Padre Pino Salerno (foto di Giovanni Stissi)

Un mese di settembre ricco di celebrazioni religiose per la Chiesa biancavillese, che festeggia il 25° anniversario di sacerdozio di padre Pino Salerno, prevosto parroco della basilica “Maria Santissima dell’Elemosina” e presidente dell’Opera Cenacolo Cristo Re.

Era il 14 settembre del 1989, quando a Catania, l’allora arcivescovo Luigi Bommarito, ordinò sacerdote “Agrippino Salerno”, cresciuto accanto a due illustri della Chiesa biancavillese, mons. Giosuè Calaciura e mons.
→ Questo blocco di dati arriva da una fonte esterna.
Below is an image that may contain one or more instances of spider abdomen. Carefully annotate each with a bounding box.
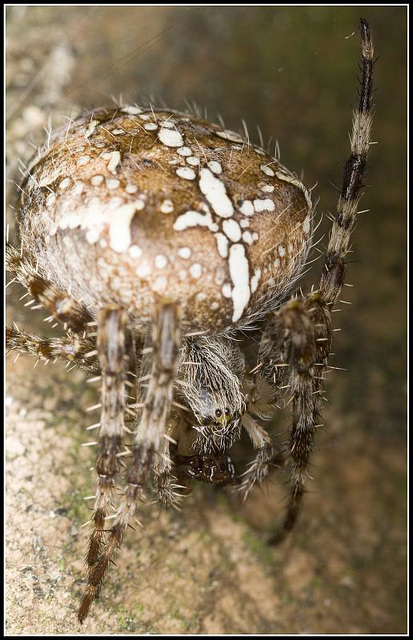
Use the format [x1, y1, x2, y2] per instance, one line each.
[20, 107, 311, 330]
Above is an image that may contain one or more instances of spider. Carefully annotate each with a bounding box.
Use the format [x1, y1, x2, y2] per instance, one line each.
[7, 20, 374, 622]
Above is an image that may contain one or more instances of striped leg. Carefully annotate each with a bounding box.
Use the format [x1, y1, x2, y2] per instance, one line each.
[79, 308, 126, 618]
[78, 303, 179, 622]
[6, 327, 100, 375]
[6, 245, 92, 333]
[320, 20, 374, 307]
[267, 20, 374, 543]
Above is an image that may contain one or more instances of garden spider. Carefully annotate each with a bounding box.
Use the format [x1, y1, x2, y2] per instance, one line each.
[7, 20, 374, 622]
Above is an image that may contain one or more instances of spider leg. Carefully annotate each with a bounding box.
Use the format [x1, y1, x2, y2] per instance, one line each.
[260, 300, 320, 544]
[6, 244, 93, 333]
[260, 20, 374, 543]
[6, 327, 100, 375]
[154, 416, 182, 509]
[236, 413, 274, 500]
[78, 302, 179, 622]
[320, 20, 374, 307]
[82, 307, 126, 616]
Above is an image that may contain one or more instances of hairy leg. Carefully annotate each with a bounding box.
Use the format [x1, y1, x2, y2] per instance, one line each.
[86, 308, 126, 616]
[6, 245, 93, 333]
[78, 303, 179, 622]
[262, 20, 374, 543]
[237, 413, 274, 500]
[6, 327, 100, 375]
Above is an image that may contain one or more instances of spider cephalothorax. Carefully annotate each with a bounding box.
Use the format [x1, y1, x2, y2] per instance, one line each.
[7, 20, 373, 621]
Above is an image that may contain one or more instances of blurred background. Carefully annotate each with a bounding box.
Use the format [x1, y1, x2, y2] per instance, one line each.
[7, 6, 406, 634]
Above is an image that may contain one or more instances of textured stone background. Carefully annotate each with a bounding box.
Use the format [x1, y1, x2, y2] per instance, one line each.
[7, 6, 406, 635]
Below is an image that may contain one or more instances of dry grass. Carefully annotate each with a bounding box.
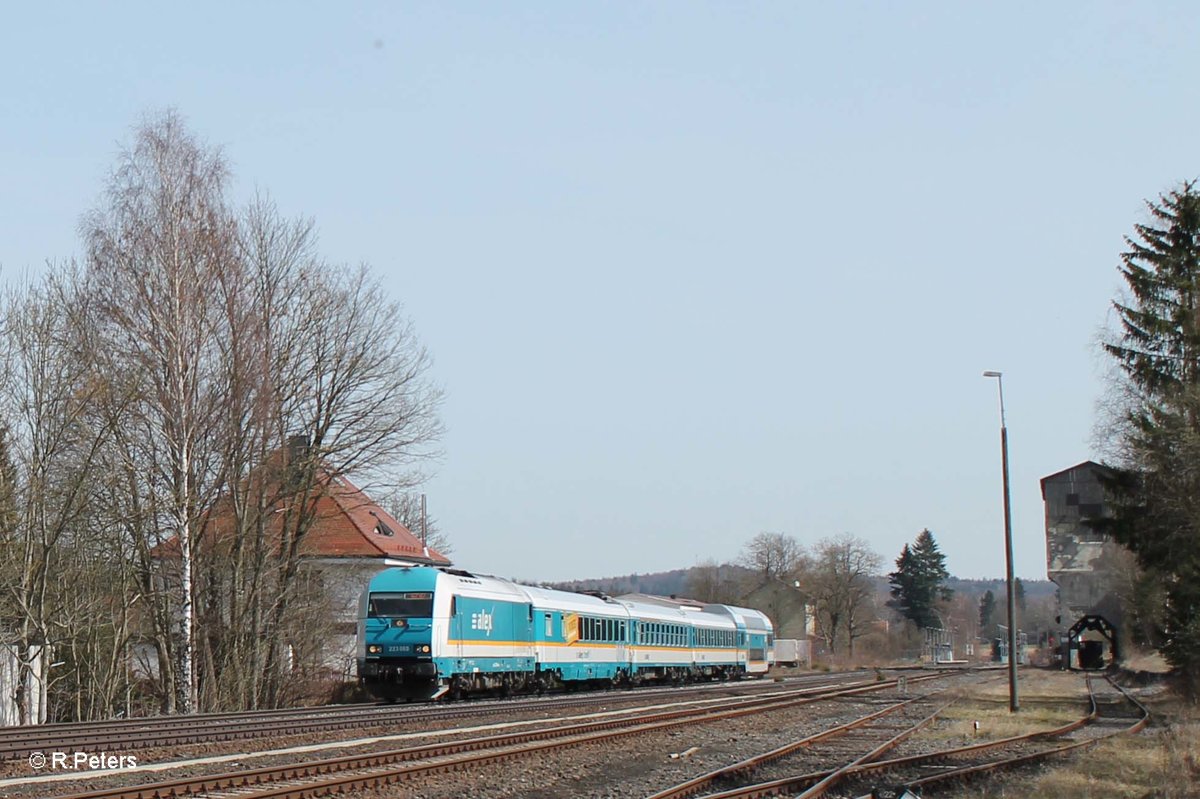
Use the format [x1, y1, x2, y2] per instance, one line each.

Carmelo Maglia.

Il programma per ricordare l’anniversario si apre l’8 settembre con una messa in basilica a cui seguirà l’inaugurazione della “mostra vocazionale” e fotografica e si chiuderà il 29 settembre con una solenne concelebrazione eucaristica presieduta dall’arcivescovo Salvatore Gristina.

Tra gli altri appuntamenti, segnaliamo il 9 settembre messa a “Cenacolo” di via San Placido con recital curato dagli ospiti della struttura. Il 10 settembre, in basilica, concerto augurale “Esulta, o Chiesa”, a cura del Coro polifonico parrocchiale. Il 12 si terrà un convegno su “Il sacerdote: l’uomo impegnato nel sociale” nella struttura di Croce al Vallone. Il giorno successivo, nella chiesa di Sant’Antonio, benedizione e distribuzione del pane a cura della Caritas parrocchiale, e poi in chiesa madre “veglia vocazionale” con testimonianze.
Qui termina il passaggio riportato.